First of all, I'm new to Action Hero but have been extremely pleased with my experience. Thank you for keeping this forum up-to-date, I look forward to participating.
Now, I am encountering difficulty coming to a conclusion about the best way to rate limit tasks. To keep the conversation sensible I'll describe my current implementation and then discuss a few possible alternatives I see, and then I would love to hear any suggestions, comments, questions, or concerns.
Current ImplementationI am writing a web crawler that I am initiating through an action "crawl". The crawl action is passed a URL which then enqueues a task called "crawl". When the crawl task runs it runs a function "getRateLimitWait" to retrieve the number of milliseconds the task worker should wait before making a request to the given URL. When the wait value is retrieved it runs a setTimeout for the wait and then makes the HTTP request. When the HTTP request is completed it parses the HTML for any links and enqueues each of them as separate crawl tasks. The crawler completes when all tasks have been emptied from the queue.

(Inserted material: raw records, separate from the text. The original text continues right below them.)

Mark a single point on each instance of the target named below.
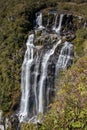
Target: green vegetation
(69, 112)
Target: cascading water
(66, 56)
(55, 23)
(39, 21)
(34, 78)
(60, 23)
(25, 78)
(58, 29)
(44, 75)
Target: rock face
(40, 65)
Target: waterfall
(55, 23)
(39, 21)
(58, 29)
(36, 78)
(36, 81)
(44, 75)
(60, 24)
(25, 78)
(66, 56)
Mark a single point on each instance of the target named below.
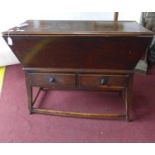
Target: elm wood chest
(81, 55)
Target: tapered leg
(128, 99)
(29, 93)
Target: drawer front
(52, 80)
(103, 81)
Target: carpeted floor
(16, 125)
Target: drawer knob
(103, 81)
(51, 80)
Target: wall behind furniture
(15, 12)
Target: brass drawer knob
(104, 81)
(51, 80)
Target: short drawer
(52, 80)
(97, 81)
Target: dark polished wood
(80, 55)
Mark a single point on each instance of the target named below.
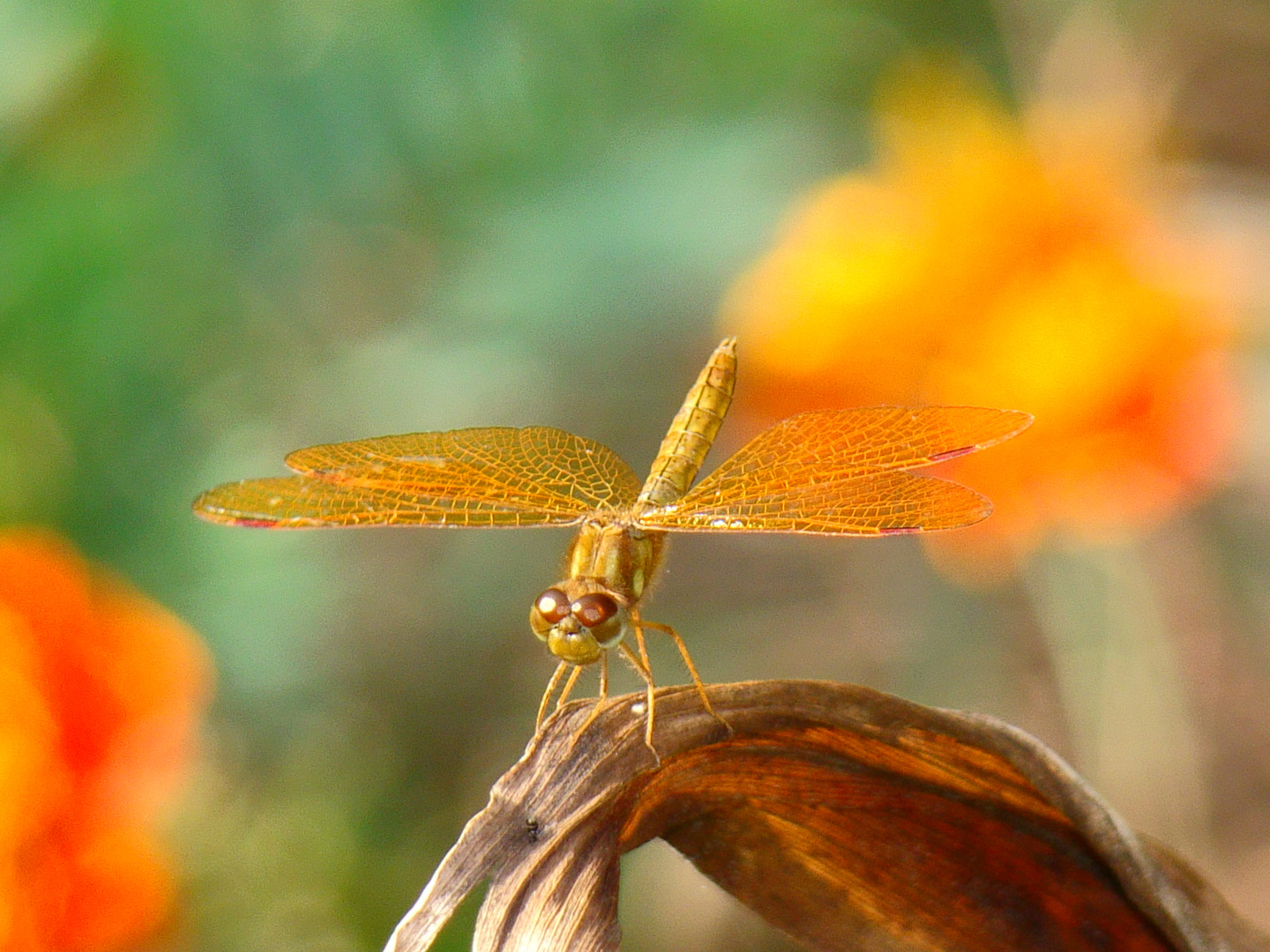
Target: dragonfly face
(579, 621)
(609, 566)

The basic code for the crawl task looks like this:
getRateLimitWait(function(error, wait){
setTimeout(function(){
makeRequest(params.url, function(error, response, body){
// <code for parsing the body>
_.each(urls, function(url){
api.tasks.enqueue('crawl', {url:url}, 'default');
});
next();
});
}, wait);
});
Pretty simple. Now, the getRateLimitWait function simply grabs how long from the current time the crawl task should wait before making a request.

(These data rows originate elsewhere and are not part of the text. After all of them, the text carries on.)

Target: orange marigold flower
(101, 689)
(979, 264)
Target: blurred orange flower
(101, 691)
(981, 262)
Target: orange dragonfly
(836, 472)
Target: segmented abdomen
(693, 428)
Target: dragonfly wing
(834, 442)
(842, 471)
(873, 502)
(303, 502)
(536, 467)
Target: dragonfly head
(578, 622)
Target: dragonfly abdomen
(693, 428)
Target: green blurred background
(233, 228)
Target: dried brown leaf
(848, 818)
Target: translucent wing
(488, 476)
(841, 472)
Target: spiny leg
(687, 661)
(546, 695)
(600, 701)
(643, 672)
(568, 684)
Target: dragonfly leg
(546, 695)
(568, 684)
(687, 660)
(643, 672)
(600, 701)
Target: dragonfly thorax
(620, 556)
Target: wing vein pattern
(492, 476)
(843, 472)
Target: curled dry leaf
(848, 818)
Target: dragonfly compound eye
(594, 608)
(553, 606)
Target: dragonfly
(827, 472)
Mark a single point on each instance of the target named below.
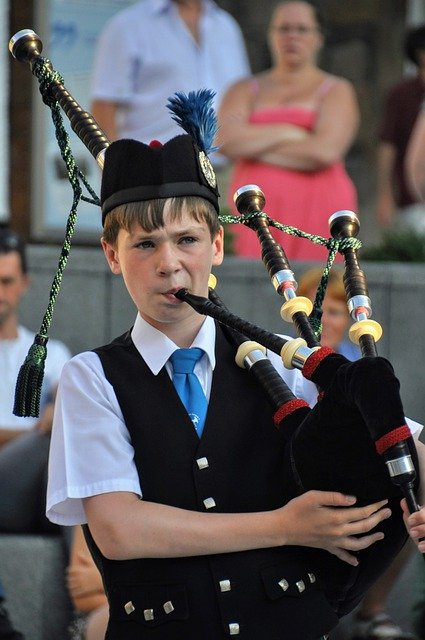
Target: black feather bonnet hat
(135, 171)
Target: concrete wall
(93, 307)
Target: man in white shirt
(155, 48)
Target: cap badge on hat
(207, 169)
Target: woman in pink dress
(287, 130)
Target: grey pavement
(408, 590)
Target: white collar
(156, 348)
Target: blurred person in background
(24, 442)
(397, 203)
(288, 130)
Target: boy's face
(158, 263)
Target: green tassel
(30, 379)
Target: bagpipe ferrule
(249, 353)
(365, 328)
(359, 304)
(284, 283)
(295, 353)
(295, 305)
(400, 466)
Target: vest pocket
(149, 604)
(288, 579)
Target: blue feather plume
(195, 114)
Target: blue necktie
(188, 386)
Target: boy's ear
(111, 256)
(218, 248)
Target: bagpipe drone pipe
(355, 439)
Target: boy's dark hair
(10, 242)
(149, 214)
(414, 41)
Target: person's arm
(415, 157)
(105, 114)
(332, 136)
(237, 137)
(126, 527)
(83, 578)
(385, 204)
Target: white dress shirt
(91, 452)
(146, 53)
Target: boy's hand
(328, 520)
(415, 525)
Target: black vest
(237, 466)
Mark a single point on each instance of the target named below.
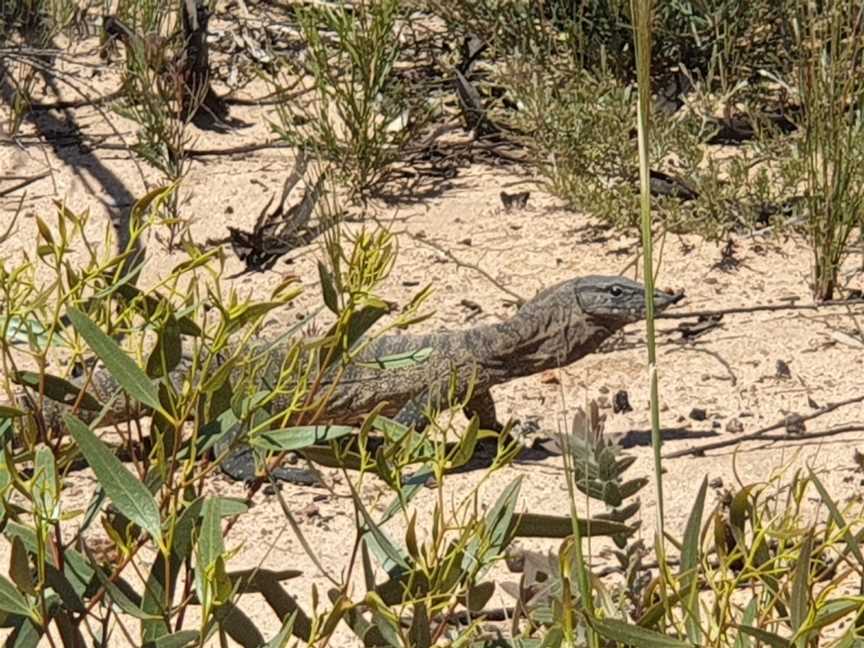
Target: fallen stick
(761, 434)
(764, 307)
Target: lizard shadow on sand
(485, 453)
(82, 163)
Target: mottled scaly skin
(556, 328)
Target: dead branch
(760, 308)
(761, 434)
(471, 266)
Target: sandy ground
(731, 372)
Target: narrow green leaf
(210, 543)
(391, 558)
(830, 613)
(45, 490)
(765, 637)
(175, 640)
(467, 444)
(690, 556)
(25, 635)
(295, 438)
(58, 389)
(634, 635)
(539, 525)
(238, 626)
(13, 601)
(158, 595)
(127, 493)
(398, 360)
(248, 313)
(19, 567)
(690, 547)
(799, 603)
(284, 634)
(837, 517)
(742, 640)
(119, 598)
(328, 289)
(167, 353)
(122, 367)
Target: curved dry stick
(761, 433)
(759, 308)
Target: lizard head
(570, 320)
(616, 300)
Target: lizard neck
(535, 340)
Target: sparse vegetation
(624, 110)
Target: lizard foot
(240, 466)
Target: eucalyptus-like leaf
(121, 367)
(57, 389)
(180, 639)
(540, 525)
(634, 635)
(296, 438)
(766, 637)
(398, 360)
(12, 601)
(127, 493)
(799, 600)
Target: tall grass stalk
(641, 10)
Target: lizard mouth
(664, 299)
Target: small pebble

function getRateLimitWait(next) {
var key = 'last_crawl_time';
var time_limit = 500; // rate limit of 2 requests per second
api.cache.load(key, {}, function(error, last_time, ttl, created_at, read_at){
var curr_time = Date.now();
if (error) {
// no request has been made yet
var next_time = Date.now();
} else {
// set the next time as the current time if we are past the time limit
// else, set the next time as the last time + the time limit
var next_time = ((curr_time - last_time) > time_limit) ? curr_time : (last_time + time_limit);
}
api.cache.save(key, next_time, ttl, function(error, saved) {
var wait = next_time - curr_time;
next(!saved, wait);
});
});
}I see some refactoring that could be done of that function, but you get the idea. All in all, I think this solution works well. No matter how many task workers you have, each worker will always start running at least 500ms after the previous one. However, there is one possible exception. I'm not sure if this could happen, but the exception would be if two task workers call getRateLimitWait at the same time. Then, they are calling api.cache.load at the same time which results in them both having the same "last_time" value and therefore the same "wait" value. So, I haven't quite figured that out with this solution.

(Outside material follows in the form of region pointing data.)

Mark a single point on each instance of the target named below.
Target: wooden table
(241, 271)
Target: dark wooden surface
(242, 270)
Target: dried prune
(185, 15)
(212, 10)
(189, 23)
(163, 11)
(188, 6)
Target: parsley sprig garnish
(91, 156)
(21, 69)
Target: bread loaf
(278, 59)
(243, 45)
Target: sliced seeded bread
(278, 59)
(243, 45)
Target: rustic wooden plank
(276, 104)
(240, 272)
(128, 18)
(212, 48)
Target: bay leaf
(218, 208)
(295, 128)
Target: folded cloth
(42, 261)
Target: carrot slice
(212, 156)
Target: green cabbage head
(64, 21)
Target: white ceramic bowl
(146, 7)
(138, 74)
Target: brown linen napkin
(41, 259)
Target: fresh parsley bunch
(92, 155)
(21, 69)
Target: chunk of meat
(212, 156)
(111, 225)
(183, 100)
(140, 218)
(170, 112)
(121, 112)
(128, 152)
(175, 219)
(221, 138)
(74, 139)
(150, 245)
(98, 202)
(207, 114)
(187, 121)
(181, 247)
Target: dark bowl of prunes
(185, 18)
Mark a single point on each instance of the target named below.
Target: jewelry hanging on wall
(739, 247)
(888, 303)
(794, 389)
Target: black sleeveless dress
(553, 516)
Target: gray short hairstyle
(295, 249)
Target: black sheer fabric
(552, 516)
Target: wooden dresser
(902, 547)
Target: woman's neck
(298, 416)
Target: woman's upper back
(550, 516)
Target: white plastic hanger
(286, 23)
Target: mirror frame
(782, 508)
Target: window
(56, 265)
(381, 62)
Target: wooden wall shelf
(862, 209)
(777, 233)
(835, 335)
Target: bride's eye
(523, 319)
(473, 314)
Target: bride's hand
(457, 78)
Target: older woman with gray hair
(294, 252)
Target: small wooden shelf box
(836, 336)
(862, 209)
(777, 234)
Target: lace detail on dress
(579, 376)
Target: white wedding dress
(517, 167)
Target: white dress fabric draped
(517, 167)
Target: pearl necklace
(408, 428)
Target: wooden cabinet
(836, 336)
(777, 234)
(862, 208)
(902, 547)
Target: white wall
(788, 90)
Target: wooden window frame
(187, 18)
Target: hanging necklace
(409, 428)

Possible Alternatives1. Use Enqueue Task AtInstead of using enqueueTask you could use enqueueTaskAt. But, to support multiple workers you will still need to keep track of when to set the "at" time to. Instead of a getRateLimitWait function you would have a function like getRateLimitNextTime that returns the next time. I see no advantage of this over what I've implemented and you still have the case if two workers call getRateLimitWait at the same time.
2. Recursive Task Enqueueing
Perhaps an asynchronous application isn't the best design for crawling. You could make a recursive call to enqueueTask that waits for its child task to complete before completing itself. This code might look like:
setTimeout(function(){
makeRequest(params.url, function(error1, response, body){
// <code for parsing the body>
async.eachSeries(urls, function(url, callback){
api.tasks.enqueue('crawl', {url:url}, 'default', function(){
callback();
});
}, function(){
// we are done, free this worker for next task
next();
});
});
}, 500);
But, if you do this, then you have a near fork bomb. You need enough workers to handle the deepest number of levels of urls found. For example, you crawl
http://example.com and find a link to page-2, which links to page-3, which links to page-4. Well, the task for crawling / won't finish until crawling page-2 is complete which won't finish until crawling page-3 is complete which won't finish until crawling page-4 is complete. So, in this case you would need at least 4 workers. This is not an ideal scenario.
3. Use a Recurring Task
You could use the obvious recurring task. You could put all the URLs in a custom queue, set the task frequency to 500ms, and then each time the task runs it will pull a URL from the queue, scrape for URLs, and add those new URLs into the queue. However, this has two problems. First, if you have multiple workers I don't know if both workers would be running the task at 500ms intervals (I don't know AH well enough to know if the frequency is the interval for ANY worker). Second, this is not optimized if you want to crawl multiple sites at the same time. Crawling two sites should allow you to run the task at a 250ms interval instead of 500ms.
Suggestions, Comments, Questions, or Concerns?So,
what is the best practice for rate limiting tasks? The solution I've implemented does work with the one exception. The alternatives I see as lesser options. I would love to hear your thoughts.